By Andrei Skvarsky.
Yevgeny Kogan, president of the Moscow Partners investment boutique and a former senior partner at Russian wealth management firm Third Rome, talks to EmergingMarkets.me about his company’s history, current business and plans.
Yevgeny, what is your role in the company, which you and Igor Moryakov have founded as partners?
It may be worth starting with a few words about the company itself. Moscow Partners specialises in mediation between rapidly growing middle and small capitalisation companies, on the one hand, and institutional and private investors, on the other. We help our clients to raise funds they need for further development and give investors an opportunity to obtain high returns from their investments in such companies at early stages. Igor Moryakov is chairman of the board of directors at Moscow Partners and Irina Morozova is general director. I am president of the investment group. My personal role is to evolve a development strategy, work with major clients and seek mandates. Public relations, promotion of the Moscow Partners brand and business development are also part of my duties.
You joined Moscow Partners quite recently, on July 1. Before that you were a senior partner at Third Rome. What was the reason for the career switch ?
A desire for independence and the experience I had accumulated. I wanted to launch a project that would be completely in line my interests and give me an opportunity to use my potential. This led to a decision to develop a business with partners who shared my ideas. I’m sure we will succeed.
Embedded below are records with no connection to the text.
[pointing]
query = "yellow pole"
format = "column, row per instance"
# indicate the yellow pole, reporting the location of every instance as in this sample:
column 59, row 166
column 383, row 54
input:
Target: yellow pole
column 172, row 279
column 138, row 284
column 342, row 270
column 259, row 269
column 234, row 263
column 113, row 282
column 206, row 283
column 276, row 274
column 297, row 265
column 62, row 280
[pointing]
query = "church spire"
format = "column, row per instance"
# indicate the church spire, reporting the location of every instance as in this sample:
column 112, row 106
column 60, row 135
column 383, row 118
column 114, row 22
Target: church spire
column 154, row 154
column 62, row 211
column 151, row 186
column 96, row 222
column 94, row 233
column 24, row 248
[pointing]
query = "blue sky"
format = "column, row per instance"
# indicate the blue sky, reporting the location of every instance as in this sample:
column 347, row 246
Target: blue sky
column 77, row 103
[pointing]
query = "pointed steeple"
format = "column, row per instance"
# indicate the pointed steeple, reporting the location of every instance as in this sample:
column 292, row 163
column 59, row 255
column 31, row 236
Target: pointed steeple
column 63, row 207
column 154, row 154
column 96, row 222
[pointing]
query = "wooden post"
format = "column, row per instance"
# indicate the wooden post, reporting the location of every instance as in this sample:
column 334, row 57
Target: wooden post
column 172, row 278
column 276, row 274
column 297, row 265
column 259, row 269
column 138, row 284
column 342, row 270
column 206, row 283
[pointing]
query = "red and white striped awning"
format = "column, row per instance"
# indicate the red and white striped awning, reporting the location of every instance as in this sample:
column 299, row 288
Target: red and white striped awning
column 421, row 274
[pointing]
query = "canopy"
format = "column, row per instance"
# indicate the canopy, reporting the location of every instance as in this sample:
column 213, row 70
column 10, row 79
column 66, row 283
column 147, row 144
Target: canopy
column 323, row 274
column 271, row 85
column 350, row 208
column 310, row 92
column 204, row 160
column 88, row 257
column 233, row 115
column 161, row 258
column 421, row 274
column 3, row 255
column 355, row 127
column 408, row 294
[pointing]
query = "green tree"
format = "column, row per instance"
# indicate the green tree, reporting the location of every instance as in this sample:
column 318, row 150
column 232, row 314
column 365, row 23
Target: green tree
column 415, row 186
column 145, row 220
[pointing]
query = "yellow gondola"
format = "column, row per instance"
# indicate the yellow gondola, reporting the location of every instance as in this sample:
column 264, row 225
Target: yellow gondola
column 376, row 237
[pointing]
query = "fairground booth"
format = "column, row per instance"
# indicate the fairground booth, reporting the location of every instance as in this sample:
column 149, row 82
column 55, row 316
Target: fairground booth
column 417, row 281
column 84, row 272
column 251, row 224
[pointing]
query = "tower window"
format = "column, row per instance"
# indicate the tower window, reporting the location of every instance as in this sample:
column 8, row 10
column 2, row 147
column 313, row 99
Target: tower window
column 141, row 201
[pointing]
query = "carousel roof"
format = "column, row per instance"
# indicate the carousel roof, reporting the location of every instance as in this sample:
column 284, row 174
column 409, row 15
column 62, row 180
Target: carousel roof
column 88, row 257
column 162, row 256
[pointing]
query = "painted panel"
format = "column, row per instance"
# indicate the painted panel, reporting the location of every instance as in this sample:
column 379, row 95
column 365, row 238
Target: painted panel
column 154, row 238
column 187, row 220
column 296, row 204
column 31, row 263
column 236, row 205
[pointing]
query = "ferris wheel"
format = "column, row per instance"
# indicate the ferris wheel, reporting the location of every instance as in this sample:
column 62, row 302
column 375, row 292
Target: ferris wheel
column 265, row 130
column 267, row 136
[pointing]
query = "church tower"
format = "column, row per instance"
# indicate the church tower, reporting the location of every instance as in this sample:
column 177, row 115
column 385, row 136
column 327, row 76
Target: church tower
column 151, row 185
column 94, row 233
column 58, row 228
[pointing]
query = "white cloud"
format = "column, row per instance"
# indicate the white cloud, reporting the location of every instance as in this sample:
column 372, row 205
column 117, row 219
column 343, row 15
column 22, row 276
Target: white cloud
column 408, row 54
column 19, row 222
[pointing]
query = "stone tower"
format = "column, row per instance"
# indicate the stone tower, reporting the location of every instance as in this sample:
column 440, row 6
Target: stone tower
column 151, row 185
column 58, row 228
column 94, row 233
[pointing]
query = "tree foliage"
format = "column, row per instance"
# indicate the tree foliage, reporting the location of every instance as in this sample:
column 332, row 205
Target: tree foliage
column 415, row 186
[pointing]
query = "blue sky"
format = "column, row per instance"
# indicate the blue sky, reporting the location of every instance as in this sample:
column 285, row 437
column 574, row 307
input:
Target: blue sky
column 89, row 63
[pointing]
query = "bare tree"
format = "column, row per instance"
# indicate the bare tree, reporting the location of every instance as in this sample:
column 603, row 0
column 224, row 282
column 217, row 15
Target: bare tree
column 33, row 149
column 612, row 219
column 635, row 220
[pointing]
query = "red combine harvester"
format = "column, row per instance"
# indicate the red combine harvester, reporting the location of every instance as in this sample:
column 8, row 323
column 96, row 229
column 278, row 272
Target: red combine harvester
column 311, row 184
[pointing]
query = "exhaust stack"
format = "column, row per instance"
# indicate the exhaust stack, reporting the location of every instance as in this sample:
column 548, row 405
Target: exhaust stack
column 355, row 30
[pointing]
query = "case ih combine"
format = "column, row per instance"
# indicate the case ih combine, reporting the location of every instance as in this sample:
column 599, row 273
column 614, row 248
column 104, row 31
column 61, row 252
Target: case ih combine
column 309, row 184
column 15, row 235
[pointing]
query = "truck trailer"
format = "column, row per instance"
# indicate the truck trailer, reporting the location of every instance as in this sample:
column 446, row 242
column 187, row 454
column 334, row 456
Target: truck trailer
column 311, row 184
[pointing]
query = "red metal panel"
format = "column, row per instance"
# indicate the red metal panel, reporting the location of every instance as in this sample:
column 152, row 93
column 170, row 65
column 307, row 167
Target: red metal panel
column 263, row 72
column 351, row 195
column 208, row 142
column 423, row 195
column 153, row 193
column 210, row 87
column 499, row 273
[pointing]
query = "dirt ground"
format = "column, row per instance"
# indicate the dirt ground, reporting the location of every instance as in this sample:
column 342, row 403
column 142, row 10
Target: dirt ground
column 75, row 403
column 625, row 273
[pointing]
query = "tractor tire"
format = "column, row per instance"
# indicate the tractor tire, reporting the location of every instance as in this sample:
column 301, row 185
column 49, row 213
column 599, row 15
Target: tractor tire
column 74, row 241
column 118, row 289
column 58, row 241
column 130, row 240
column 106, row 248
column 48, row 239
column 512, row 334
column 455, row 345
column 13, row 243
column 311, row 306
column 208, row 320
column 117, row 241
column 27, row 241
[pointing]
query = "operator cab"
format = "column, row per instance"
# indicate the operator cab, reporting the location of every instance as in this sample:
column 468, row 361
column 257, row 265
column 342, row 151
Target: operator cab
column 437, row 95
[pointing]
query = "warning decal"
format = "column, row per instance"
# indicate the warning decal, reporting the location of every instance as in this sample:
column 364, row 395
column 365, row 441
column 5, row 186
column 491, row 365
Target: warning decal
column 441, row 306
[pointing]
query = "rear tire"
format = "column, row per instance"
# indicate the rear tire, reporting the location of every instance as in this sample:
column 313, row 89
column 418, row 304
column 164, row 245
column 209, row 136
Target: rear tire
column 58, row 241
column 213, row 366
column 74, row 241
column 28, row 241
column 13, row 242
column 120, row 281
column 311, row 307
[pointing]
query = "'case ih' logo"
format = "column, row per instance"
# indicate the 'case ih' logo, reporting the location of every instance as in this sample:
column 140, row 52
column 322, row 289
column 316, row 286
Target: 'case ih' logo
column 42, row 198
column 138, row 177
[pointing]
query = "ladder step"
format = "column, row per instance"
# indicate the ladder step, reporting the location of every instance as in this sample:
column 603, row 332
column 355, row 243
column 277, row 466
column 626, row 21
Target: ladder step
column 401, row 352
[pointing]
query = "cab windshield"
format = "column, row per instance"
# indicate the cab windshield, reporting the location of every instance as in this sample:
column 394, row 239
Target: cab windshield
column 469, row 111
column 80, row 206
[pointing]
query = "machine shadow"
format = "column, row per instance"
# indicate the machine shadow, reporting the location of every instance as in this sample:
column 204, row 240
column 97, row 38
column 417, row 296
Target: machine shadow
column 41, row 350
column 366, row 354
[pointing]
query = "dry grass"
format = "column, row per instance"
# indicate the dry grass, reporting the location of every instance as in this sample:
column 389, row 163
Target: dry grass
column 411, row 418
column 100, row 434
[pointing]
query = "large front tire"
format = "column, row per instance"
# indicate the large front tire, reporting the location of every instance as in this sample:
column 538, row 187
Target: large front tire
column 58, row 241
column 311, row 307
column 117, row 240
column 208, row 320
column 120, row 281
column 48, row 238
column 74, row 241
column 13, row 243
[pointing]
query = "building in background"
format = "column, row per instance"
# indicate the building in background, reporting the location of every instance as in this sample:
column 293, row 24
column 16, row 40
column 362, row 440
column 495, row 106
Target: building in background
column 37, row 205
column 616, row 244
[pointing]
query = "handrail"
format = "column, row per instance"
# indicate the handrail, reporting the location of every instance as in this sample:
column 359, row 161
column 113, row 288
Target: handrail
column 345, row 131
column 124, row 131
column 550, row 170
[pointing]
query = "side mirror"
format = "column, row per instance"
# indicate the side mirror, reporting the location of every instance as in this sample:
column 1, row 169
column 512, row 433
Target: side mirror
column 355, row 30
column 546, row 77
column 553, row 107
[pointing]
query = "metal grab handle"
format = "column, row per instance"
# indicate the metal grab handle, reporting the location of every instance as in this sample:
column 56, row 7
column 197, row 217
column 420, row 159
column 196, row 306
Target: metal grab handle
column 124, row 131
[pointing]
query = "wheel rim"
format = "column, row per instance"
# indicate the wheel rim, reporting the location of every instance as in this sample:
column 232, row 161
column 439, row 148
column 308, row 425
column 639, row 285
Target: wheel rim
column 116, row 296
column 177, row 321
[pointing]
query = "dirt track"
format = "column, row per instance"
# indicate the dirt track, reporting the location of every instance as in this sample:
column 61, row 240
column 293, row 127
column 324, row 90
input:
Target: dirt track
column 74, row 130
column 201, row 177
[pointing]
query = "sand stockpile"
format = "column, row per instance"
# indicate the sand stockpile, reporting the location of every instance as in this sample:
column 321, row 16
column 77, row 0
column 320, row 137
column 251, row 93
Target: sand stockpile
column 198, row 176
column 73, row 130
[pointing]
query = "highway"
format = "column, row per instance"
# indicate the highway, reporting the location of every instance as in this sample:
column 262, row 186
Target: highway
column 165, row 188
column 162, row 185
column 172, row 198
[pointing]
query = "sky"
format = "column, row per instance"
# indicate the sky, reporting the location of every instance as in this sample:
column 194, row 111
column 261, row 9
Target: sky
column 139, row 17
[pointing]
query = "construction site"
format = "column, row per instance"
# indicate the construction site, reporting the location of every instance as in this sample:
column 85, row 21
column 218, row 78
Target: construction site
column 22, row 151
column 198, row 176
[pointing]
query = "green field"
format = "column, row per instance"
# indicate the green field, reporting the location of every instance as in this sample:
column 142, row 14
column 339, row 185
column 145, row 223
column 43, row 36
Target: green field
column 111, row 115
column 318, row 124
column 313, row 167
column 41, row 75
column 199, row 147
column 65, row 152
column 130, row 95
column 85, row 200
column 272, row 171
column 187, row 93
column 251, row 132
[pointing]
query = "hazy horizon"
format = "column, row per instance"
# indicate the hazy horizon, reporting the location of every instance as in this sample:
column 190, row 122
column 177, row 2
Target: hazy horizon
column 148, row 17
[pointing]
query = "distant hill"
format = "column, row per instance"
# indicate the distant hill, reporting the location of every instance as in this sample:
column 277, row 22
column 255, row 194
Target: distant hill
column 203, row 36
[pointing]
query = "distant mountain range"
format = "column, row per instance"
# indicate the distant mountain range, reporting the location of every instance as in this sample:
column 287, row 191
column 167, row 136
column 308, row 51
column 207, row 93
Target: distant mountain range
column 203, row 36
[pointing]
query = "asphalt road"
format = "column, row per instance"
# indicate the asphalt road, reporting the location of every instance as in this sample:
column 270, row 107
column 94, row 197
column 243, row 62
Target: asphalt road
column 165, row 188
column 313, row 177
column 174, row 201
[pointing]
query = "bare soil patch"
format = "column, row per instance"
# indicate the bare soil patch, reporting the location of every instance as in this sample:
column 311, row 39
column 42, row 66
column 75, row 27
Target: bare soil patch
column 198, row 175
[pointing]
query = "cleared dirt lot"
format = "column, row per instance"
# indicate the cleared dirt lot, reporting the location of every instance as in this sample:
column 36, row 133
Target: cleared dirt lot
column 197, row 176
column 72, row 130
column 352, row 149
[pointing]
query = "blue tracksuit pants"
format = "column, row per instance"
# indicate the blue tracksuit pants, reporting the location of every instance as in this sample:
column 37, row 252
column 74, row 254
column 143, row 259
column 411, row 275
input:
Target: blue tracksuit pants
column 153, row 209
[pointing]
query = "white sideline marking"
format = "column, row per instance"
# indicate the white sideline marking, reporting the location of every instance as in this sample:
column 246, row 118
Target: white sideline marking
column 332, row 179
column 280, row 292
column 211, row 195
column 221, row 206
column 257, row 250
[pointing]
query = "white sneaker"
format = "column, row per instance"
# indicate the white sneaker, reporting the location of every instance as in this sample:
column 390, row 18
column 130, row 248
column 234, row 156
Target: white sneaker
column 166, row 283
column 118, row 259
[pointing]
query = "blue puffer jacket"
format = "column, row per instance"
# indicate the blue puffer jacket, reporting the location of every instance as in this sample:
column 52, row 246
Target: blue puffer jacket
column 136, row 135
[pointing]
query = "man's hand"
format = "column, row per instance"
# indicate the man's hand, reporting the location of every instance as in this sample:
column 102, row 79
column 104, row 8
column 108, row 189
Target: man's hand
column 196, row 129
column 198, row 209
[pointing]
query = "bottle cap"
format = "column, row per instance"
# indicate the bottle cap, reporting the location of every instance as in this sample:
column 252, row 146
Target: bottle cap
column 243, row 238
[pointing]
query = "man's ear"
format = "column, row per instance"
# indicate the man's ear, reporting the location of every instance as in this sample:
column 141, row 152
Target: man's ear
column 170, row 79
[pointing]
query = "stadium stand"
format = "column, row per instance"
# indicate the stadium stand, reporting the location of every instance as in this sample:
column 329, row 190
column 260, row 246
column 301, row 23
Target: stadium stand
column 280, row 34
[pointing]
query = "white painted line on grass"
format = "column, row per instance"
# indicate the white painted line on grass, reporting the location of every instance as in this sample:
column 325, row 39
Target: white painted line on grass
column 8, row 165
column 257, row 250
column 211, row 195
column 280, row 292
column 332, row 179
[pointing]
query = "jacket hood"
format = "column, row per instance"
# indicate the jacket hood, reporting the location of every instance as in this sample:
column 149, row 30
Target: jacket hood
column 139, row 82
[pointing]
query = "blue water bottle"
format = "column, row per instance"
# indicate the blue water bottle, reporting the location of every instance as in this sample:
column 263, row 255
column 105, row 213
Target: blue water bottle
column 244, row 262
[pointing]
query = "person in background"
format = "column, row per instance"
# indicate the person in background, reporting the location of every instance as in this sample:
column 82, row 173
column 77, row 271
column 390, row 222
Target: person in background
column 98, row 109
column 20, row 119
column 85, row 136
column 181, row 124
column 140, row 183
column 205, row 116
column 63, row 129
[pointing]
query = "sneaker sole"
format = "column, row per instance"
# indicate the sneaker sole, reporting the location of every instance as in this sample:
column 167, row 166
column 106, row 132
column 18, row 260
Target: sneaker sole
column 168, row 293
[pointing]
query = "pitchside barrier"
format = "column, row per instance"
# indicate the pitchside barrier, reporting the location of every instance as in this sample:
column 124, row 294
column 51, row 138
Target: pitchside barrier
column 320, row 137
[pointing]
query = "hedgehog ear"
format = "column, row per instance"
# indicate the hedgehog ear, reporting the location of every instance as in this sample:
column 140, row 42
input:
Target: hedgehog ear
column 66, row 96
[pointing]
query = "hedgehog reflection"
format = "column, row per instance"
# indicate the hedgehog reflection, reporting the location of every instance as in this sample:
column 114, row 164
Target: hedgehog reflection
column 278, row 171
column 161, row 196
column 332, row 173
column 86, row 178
I like Third Rome very much. They are an excellent team, and I’m very pleased to have worked there. By the way, I have always said and will be saying that Andrei Movchan has been able to put together a wonderful team at Third Rome. In all sincerity, I wish them success.
As for my reason for going over to Moscow Partners, it is perfectly explicable. There are some specialised fields of work that I’m interested in. I want to pursue a specific line of business, namely to develop mechanisms of capitalisation and get companies ready for IPOs and SPOs.
How would you best describe Moscow Partners’ business model?
You know, my colleagues and I are somehow happier to describe ourselves as an investment boutique. We want to do something for which there’s interest in the market. Namely, we manage our clients’ assets, and we do all that is needed to capitalise the company and to create its stock exchange history.
Moscow Partners was set up quite a long time ago. Why is it only today that the company has begun to be talked about so much? Does it mean rebranding or second wind or something else?
Yes, a company with this name did exist back in the early 90s. They were, by the way, one of the pioneers of the Russian stock market. Moscow Partners was a member of the 15-company PAUFOR association of brokers [Professional Association of Stock Market Participants], which formed the basis for the RTS stock exchange. Later Moscow Partners merged with another company. It’s a brand that only stock market veterans can remember. So in effect, we are talking about the restoration of the name, brand and core idea of Moscow Partners.
Does Moscow Partners have any deals in the pipeline?
Certainly. We are working today on a considerable number of mandates for very interesting plans for IPOs and SPOs, and so on.
How much money has Moscow raised or is planning to raise for investment?
I can only say that we have very ambitious plans.
Where does Moscow Partners draw its financial support from?
Moscow Partners are a dynamic team of like-minded people. Many members of our staff are quite well-known people in our industry. I would even say they have brand-like names. For this reason we are well-known and trusted, and there is willingness for cooperation and partnership with us.
Is Moscow Partners planning any hires, and if it is, how many people, and for what jobs?
As I said, we are a boutique, which by definition doesn’t imply an extensive structure. In our view, effectiveness is not at all dependent on the size of staff. We don’t have any plans to staff the office with 50 or 100 people. Most likely, the number will never be more than 25 or 30. People who were our colleagues in the past are willing to join the Moscow Partners team. We definitely value this a great deal, and we value each person as well.
What is your forecast for the future of fund management and the savings culture in Russia?
My opinion is that the situation in the stock market directly depends on the business climate, and both the investor community and the state play important roles there. I primarily mean pension funds. In my view, the main present-day problem of the stock market in our country is the absence of what one could call a pair of “long-term reliable hands”. If there were enough players of this kind, the market would be more stable.
One more very important point is that today the total number of brokerage accounts in Russia is no larger than 1% of the country’s population. For comparison’s sake, in the United States, which is the global benchmark, more than half the population invest in the stock market directly or indirectly. Eastern European countries, Poland for example, also have much larger proportions than Russia.
Another fact that needs to be pointed out is the inadequate culture of savings in our country. But, apparently, the main problem is there is not enough information and education. Solving this problem would make it possible to change the situation for the better.
I believe that carrying through all the aspects of change I’ve spoken about would enable us to speak of a normal stock market in Russia.
Yevgeny Kogan was chief executive of Russian company Antanta Capital and a senior investment adviser to the Union Bank of Israel before joining Third Rome. He won the 2007 Financier of the Year title from RIA Novosti and RBC and has received a Chivas 18 Top Financials award as a stock market guru.